Fitzgerald v. Lane

155 S.W.2d 602 | Tex. Comm'n App. | 1941

GERMAN, Commissioner.

On June 17, 1918, Georgia Richards filed application in the Probate Court of Marion County, Texas, to be appointed guardian of the persons and estates of Haskell Fitzgerald and Perry Fitzgerald, minors. Without considering any possible irregularities in any of the proceedings, we will briefly state that the record apparently shows that Georgia Richards was appointed guardian and that she qualified as such. Afterward application was made by the guardian for order of sale of certain lands owned by the minors, order of sale was entered, sale made, report of sale filed, order of confirmation was entered, and deed by the guardian was executed to the purchaser. This sale was consummated in the year 1918. It appears that in the year 1924 the matter was reopened and another sale was made under orders of the court purporting to confirm the previous sale.

In the year 1937, after each of the wards had become of legal age, they filed a bill of review in the Probate Court of Marion County, seeking to set aside and hold for naught all of the orders and judgments of the probate court which had resulted in the sale of their lands. It is unnecessary here to recite the various grounds upon which it was claimed that the orders were void. On September 11, 1937, judgment was entered in the probate court in favor of Haskell and Perry Fitzgerald, cancelling and setting aside all of the orders, judgments and decrees which had been entered in the guardianship proceeding. Thereupon, the defendants in that proceeding perfected an appeal to the District Court of Marion County.

On June IS, 1937, Haskell and Perry Fitzgerald as plaintiffs filed suit in trespass to try title in the District Court of Marion County. In this suit plaintiffs sought to recover title and possession of their interests in the lands previously sold by the guardian. They also attacked by elaborate allegations the orders of the probate court. On September 15, 1937, plaintiffs in the trespass to try title suit, and who were also plaintiffs in the bill of review proceeding, which had been brought up from the probate court, filed motion in the district court to have these causes consolidated. The cáuses were consolidated and went to trial October 11, 1937. The parties will be designated as in the trial court.

The case was tried before a jury. In answer to special issues a verdict was returned in favor of defendants and judgment was entered in their behalf. The plaintiffs in the judgment gave notice of appeal. In due time they filed motion for new trial, towit, on October 14, 1937. There is nothing in the transcript to show that the motion for new trial was acted upon and overruled by the trial court. It was shown, however, by certified copies of entries on the trial court’s docket that the motion was actually presented and overruled. The Court of Civil Appeals, in an opinion which reviews numerous decisions, concluded that the motion for new trial should be regarded as “abandoned,” or “waived,” and furnished no basis for consideration of assignments of error in that court. Finding no fundamental error, the Court of Civil Appeals affirmed the judgment of the trial court. 126 S.W.2d 64.

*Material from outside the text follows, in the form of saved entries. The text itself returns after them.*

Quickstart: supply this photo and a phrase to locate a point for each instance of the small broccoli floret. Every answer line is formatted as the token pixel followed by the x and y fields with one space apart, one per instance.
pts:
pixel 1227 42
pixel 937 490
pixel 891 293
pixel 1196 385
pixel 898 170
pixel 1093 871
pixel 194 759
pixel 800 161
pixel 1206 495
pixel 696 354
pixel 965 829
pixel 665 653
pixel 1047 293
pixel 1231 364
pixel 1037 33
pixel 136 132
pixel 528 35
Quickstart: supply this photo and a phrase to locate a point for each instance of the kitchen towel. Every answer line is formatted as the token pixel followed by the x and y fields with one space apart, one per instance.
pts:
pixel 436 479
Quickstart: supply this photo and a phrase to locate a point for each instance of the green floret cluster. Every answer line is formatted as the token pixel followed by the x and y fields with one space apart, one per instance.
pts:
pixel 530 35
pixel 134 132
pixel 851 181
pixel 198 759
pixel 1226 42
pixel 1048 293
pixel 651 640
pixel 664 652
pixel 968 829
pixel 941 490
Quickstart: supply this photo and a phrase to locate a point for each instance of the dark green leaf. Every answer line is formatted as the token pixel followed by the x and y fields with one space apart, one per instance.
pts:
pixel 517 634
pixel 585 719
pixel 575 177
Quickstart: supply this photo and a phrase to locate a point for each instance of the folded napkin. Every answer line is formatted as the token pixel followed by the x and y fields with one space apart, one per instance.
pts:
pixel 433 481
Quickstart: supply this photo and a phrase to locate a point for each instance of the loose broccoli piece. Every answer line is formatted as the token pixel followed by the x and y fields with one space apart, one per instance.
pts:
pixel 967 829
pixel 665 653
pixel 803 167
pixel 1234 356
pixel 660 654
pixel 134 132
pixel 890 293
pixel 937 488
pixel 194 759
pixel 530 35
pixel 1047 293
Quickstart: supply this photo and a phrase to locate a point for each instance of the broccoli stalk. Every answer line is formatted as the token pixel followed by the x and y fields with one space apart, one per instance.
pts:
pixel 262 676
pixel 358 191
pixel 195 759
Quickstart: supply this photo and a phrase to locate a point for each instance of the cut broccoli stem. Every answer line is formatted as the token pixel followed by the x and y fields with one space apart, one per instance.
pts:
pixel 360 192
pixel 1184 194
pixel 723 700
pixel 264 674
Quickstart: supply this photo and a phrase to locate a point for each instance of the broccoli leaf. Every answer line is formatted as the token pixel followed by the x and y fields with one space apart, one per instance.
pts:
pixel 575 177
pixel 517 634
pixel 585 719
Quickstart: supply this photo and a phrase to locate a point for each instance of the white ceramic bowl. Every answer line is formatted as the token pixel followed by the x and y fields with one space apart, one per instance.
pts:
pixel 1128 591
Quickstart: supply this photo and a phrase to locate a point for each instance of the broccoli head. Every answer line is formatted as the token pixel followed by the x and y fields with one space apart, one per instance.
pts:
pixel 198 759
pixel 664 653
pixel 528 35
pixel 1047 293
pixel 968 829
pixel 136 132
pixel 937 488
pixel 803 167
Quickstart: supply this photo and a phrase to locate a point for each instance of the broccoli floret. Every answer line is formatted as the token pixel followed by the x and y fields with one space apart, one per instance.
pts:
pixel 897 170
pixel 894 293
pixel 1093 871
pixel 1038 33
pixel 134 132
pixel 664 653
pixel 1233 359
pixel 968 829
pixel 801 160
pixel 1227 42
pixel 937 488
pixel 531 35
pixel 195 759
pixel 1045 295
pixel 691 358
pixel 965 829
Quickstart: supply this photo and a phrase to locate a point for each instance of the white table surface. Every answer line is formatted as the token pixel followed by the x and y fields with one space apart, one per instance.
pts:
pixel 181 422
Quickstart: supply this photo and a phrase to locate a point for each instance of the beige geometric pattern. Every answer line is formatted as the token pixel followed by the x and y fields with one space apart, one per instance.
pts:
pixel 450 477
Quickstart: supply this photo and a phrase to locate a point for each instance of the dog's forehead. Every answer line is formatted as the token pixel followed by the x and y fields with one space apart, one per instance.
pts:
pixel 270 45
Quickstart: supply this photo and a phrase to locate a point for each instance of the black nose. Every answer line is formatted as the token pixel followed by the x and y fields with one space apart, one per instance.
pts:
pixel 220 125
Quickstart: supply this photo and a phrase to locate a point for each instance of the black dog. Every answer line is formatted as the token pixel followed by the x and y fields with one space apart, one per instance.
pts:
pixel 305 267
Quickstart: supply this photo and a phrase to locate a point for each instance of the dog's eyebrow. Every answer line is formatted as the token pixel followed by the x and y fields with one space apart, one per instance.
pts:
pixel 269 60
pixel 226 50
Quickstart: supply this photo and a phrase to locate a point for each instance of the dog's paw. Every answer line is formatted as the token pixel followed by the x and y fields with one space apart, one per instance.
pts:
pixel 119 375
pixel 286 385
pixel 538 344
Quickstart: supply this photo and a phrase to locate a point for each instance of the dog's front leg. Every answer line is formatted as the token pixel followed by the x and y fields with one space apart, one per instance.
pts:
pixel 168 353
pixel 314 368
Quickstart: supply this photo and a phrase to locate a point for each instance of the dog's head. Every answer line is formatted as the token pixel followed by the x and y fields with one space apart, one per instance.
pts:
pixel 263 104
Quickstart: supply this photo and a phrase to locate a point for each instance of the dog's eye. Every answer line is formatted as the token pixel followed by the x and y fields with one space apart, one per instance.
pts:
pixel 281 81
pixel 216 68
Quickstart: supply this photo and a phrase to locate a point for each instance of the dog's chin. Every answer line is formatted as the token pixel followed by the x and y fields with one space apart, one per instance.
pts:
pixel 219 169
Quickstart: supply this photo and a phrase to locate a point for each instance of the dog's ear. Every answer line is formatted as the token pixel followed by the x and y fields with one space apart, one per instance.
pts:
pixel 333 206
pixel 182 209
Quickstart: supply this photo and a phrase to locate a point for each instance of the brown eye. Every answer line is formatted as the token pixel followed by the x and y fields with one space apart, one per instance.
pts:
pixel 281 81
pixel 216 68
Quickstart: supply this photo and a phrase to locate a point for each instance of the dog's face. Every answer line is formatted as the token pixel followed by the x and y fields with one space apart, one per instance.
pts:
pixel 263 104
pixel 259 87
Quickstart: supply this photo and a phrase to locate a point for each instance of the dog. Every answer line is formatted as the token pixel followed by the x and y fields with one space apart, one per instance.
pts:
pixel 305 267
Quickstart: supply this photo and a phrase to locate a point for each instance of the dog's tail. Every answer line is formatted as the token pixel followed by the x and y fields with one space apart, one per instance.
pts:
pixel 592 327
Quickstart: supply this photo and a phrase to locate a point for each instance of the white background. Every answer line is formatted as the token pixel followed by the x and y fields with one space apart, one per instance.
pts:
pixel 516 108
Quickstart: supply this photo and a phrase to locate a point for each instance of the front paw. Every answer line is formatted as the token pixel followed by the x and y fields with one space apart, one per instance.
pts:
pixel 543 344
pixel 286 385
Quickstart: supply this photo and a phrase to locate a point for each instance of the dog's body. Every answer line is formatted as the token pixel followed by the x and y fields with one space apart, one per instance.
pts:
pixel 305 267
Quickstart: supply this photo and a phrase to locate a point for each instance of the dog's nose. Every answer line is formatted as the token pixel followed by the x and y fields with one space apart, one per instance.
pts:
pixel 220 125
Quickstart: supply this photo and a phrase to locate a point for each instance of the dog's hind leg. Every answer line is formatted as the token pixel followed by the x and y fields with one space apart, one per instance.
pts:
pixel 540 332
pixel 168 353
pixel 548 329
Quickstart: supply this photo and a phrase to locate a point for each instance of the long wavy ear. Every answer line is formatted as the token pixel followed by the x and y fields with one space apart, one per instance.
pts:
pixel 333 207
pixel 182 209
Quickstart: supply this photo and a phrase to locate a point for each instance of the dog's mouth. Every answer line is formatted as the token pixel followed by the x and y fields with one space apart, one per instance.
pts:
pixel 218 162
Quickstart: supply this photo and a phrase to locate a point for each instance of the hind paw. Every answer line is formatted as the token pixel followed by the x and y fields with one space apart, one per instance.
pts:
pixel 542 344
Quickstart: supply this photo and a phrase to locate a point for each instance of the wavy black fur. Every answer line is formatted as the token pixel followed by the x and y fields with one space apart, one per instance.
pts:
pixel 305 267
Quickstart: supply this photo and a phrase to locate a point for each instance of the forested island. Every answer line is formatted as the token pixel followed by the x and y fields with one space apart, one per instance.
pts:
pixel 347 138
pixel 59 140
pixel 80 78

*604There are numerous authorities to support the conclusion of the Court of Civil Appeals that when the transcript does not affirmatively show that the motion for new trial was called to the attention of the court and acted upon during the time prescribed by statute, it will be presumed to have been abandoned. On the other hand, there are a number of cases which treat such a motion as overruled by operation of law. It would serve no useful purpose to attempt to reconcile the authorities so as to support by precedent either of these positions.

It is now definitely settled that under what is known as the Special Practice Act, Art. 2092, R.S.1925, Vernon’s Ann.Civ.St. Art. 2092, a motion for new trial not shown to have been presented to or acted upon by the trial court within the prescribed time is overruled by operation of law. Independent Life Ins. Co. v. Work, 124 Tex. 281, 77 S.W.2d 1036; Dallas Storage & Warehouse Co. v. Taylor, 124 Tex. 315, 77 S.W.2d 1031; Millers’ Mutual Fire Ins. Co. v. Wilkirson, 124 Tex. 312, 77 S.W.2d 1035; Houston Life Ins. Co. v. Dabbs, 125 Tex. 100, 81 S.W.2d 42; Highland Farms Corp. v. Fidelity Trust Co., 125 Tex. 474, 477, 82 S.W.2d 627.

There is nothing more compelling in the Special Practice Act requiring the holding above announced than in the general statute governing motions for new trial in cases like the present. Neither the rules nor the statute affirmatively require the motion to be “presented” to the court. Besides, Article 2232, R.S.1925, in enumerating the essentials concerning such a motion, specifies that the same shall “be determined at the term of the court at which it is made.” Logically, there is no reason why the same rule should not apply in all courts.

The Court is of the opinion that there should be uniformity, and that justice will probably be more fully conserved by applying the rule declared by the Court under the Special Practice Act, as shown by the cases above cited.

The record shows a number of assignments predicated upon the motion for new trial which were not considered by the Court of Civil Appeals. The judgment of that court is therefore reversed and the cause is remanded to it, that the cause may be considered in light of the record presented.

Opinion adopted by the Supreme Court.